To this day, I’m not sure what the song exactly means.  And I guess I don’t care.  All I know is it lifted us from our seats, and drew us into the living room where we began one of the most beautiful expressions of the tenacity and survival of the human spirit I’ve known.  With all that awfulness swirling around us, all that pain that made words turn meaningless and us hardly know how to laugh or cry, we danced.  We danced and danced and danced, our spirits, almost in spite of ourselves, refusing to be snuffed out. If there had been bad guys celebrating victory over us before that point, our dance would have shooshed them dejectedly away.  “We will live,” our dancing said.  “We will love.  We will dance on despair until hope can revive.”

I can’t help but believe that was a turning point for both us, one of those cosmic events that plays quietly out in the everyday.  One of those moments that cleanses and heals and changes everything, despite issues remaining, and pieces of us needing still to be put back together.

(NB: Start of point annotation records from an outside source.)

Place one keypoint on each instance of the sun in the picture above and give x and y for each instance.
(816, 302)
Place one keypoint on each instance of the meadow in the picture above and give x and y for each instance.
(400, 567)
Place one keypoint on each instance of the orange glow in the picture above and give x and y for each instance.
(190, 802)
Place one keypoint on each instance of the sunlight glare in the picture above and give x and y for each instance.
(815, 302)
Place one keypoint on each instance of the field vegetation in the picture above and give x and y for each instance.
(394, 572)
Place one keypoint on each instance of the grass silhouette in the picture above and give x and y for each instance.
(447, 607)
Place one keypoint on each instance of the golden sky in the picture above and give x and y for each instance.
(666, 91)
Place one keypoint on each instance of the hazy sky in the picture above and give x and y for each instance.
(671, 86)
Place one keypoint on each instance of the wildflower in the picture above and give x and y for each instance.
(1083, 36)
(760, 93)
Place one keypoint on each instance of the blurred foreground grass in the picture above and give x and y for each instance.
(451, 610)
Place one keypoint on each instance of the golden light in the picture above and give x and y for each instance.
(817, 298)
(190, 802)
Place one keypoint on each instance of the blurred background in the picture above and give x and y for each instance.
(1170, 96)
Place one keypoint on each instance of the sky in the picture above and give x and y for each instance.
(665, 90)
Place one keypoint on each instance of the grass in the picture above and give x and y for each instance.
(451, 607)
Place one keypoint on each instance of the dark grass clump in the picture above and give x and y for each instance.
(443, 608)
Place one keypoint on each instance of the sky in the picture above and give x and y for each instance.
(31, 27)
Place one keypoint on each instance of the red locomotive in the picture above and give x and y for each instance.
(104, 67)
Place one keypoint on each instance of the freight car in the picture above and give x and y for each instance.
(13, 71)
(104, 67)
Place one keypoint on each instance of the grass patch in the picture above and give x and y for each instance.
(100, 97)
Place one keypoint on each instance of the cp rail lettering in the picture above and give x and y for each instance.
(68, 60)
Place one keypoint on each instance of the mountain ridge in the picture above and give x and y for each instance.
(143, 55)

We survived, my love.  And well.  There’s no one else I’d rather do life with than you.


2 Responses to “Wonderful Remark”

  1. roger says:

    Wow! That’s a wonderful, optimistic, and encouraging story. May you, may we all, hear that kind of music when we are out of words of our own.

  2. bobbie says:

    oh kristin, thank you for sharing that intimate moment with ut. i think you are right - it is about ‘ refusing to be snuffed out’. beautiful!

    liam and i have had those tectonic times too, you think you could never make it through, it was the hardest thing i’ve ever done in my life, but the muscles gained from riding out the storm brought us closer than we could have ever imagined. beautiful - thank you again for sharing your wonderful remark!